With the slightest of nods to
historical fact, this is the 1965 New York hit musical where writer Dale
Wasserman drops Don Quixote into a story within a story.
Kelsey Grammer endearingly
portrays the iconic knight’s creator, 15th-century writer Miguel de
Cervantes (Shakespeare’s contemporary), who finds himself in a dank jail
awaiting interrogation by the Spanish Inquisition.
Faced with the sight of the
only copy of his manuscript dangled over a fiery brazier, he submits to a
mock trial at the hands of his fellow inmates, led by Nicholas Lyndhurst,
all gimlet-eyed as the sardonic Governor.
Thinking on his feet,
Cervantes says he’ll account for himself by recreating the world of Alonso
Quijana, his novel's protagonist who descends into madness and reinvents
himself as the ever-questing Don Quixote.
Costumes are plucked out of
nowhere as the whole jail finds itself multi-roling this classic study of
mental illness.

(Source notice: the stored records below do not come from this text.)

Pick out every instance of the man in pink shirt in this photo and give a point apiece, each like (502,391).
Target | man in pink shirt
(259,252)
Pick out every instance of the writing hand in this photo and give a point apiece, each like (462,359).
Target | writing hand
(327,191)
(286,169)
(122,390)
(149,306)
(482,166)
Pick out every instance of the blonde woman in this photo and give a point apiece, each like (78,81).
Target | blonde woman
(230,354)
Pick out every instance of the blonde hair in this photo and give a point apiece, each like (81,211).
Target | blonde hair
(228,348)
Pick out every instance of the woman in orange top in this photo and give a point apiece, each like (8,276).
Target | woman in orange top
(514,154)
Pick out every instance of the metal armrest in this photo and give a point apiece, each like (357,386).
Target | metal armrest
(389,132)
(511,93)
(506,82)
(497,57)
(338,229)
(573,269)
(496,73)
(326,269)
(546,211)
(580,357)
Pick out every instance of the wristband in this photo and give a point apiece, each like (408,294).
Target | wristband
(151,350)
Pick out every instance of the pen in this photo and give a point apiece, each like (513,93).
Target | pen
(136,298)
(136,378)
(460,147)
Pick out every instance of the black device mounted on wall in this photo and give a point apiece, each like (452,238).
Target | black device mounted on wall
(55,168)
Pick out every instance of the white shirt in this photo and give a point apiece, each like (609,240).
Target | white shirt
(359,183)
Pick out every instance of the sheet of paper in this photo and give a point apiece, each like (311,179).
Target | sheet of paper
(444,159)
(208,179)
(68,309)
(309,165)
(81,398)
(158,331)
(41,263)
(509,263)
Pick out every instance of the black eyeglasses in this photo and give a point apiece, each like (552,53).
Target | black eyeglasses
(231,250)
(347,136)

Along the way we encounter Don Quixote's trusty squire
Sancho Panza – a finely tuned Peter Polycarpou – and, of course, the
object of his affections Dulcinea, who's really the serving girl and
prostitute Aldonza.
It’s a solid cast who work
confidently with the different narrative and music levels, taking their
cue from a confident Grammer who proves quite the trouper in this almost
30-strong ensemble.
They conspire to tell a great
story and that’s why this is worth the ticket. Because as musicals go,
this was never an amazing example – its songs lack spectrum, reflecting
the more 'direct' style that evolved in the 1960s.
But Grammer and Lyndhurst
acquit themselves well vocally while playing to their acting strengths as
they slip in and out of their various characters. As the long-suffering
Sancho Panza, Polycarpou takes a woefully underwritten part and deftly
makes it his own.
As Aldonza Danielle de Niese
brings an attractive balance of fire and intelligence to the musical's one
convincingly complex character but rarely gets the chance to shine
songwise until the clump of numbers towards the end of Act II – peaking
with the soaring Aldonza.
The opera provenance is
evident and a bit of a curate’s egg. The dark hoodies and medieval russet
blue and red linens form a monolithic counterpoint to the black/grey
single set, while movement comes in solid blocks that go up/down or
left/right (though there’s Carmen-like flash in the Gypsy Dance).
Mitch Leigh’s score here
arrives as more Britten than Iberian — all French horns and not enough
trumpets — and similarly his and lyricist Joe Darion’s songs have little
space to sparkle. The Impossible Dream almost slips you by, to be honest.
Director Lonny Price finds
unexpected ways to find sparks in the mix, such as using spots to stir
static song renditions or unexpected bouts of acrobatics and props
improbably caught.
Hang around for the second
half where the budget is hurled at a string of big set pieces – some turn
very dark indeed, even unsettling, such as the Knight of the Mirrors
sending shafts of light into the audience from fragments that reflect Don
Quixote’s shattered psyche.
The producer's decision to go with the strength of story and setting, rather than glitz it up superficially, carries the show fittingly as a romp of a drama with something for everyone.